Justice Tax & Accounting, LLC
118 E Oak Ridge Dr
Hagerstown, MD 21740

Effective Date: 08/22/2025
Approved By: Laura Justice, Owner

Justice Tax & Accounting, LLC (“the Firm”) is committed to safeguarding sensitive taxpayer data in compliance with Internal Revenue Service (IRS) Publication 4557, the Gramm-Leach-Bliley Act (GLBA), and the FTC Safeguards Rule. This Written Information Security Program (WISP) outlines administrative, technical, and physical safeguards designed to protect client information from unauthorized access, disclosure, misuse, or destruction.
 

This policy applies to all employees, contractors, and third parties with access to taxpayer data at the Firm’s office and through remote connections.

The Firm designates Laura Justice, Owner, as the Information Security Coordinator responsible for implementing, maintaining, and enforcing this WISP.
 

Responsibilities include:
- Conducting risk assessments.
- Overseeing employee training.
- Reviewing safeguards annually or upon material changes.
- Responding to and documenting security incidents.

The Firm identifies and evaluates potential risks to client information, including:
- Physical risks: Unauthorized office access, theft of paper files, or hardware.
- Technical risks: Malware, phishing, ransomware, unauthorized access to computers, cloud accounts, or client portals.
- Administrative risks: Insider threats, lack of employee training, weak passwords, and improper data disposal.
 

Risks will be re-assessed annually or when business operations materially change.

Administrative Safeguards
- Background checks are conducted on employees with access to taxpayer data.
- All employees sign confidentiality agreements.
- Annual security awareness training covers phishing, password management, and data handling.
- Policies prohibit the use of personal devices or email accounts for taxpayer data.
 

Technical Safeguards
- Passwords must be at least 12 characters and updated every 90 days.
- Multi-Factor Authentication (MFA) is enabled for all remote access.
- Computers are protected with current antivirus software, firewalls, and automatic security updates.
- Data is encrypted both at rest and in transit (e.g., secure client portal, encrypted email for sensitive documents).
- Backups are performed daily and stored securely offsite or in a secure cloud service.
 

Physical Safeguards
- Office is locked outside of business hours; only authorized personnel have keys.
- File cabinets with taxpayer data are locked when not in use.
- Computer screens are locked when unattended.
- Paper records containing taxpayer data are shredded using a cross-cut shredder before disposal.

The Firm ensures that all third-party vendors (e.g., tax software providers, cloud services) handling taxpayer data maintain appropriate safeguards and sign confidentiality or data-processing agreements.

- Taxpayer records are retained in accordance with IRS and state requirements.
- Upon expiration of retention periods, records are securely destroyed via shredding or permanent deletion.
- Hardware is wiped using Department of Defense (DoD) standards before disposal.
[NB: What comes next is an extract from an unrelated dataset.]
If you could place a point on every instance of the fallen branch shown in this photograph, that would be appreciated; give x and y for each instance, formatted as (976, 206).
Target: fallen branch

In the event of a security incident (e.g., data breach, lost laptop, ransomware):
1. Contain the breach (disconnect affected systems).
2. Notify the Information Security Coordinator immediately.
3. Investigate and document the incident.
4. Notify the IRS Stakeholder Liaison and local law enforcement if taxpayer data is compromised.
5. Notify affected clients promptly in writing.
6. Review safeguards and implement corrective measures.

This WISP will be reviewed annually by the Information Security Coordinator to:
- Assess risks and safeguards.
- Ensure compliance with IRS and FTC requirements.
- Update policies and training as needed.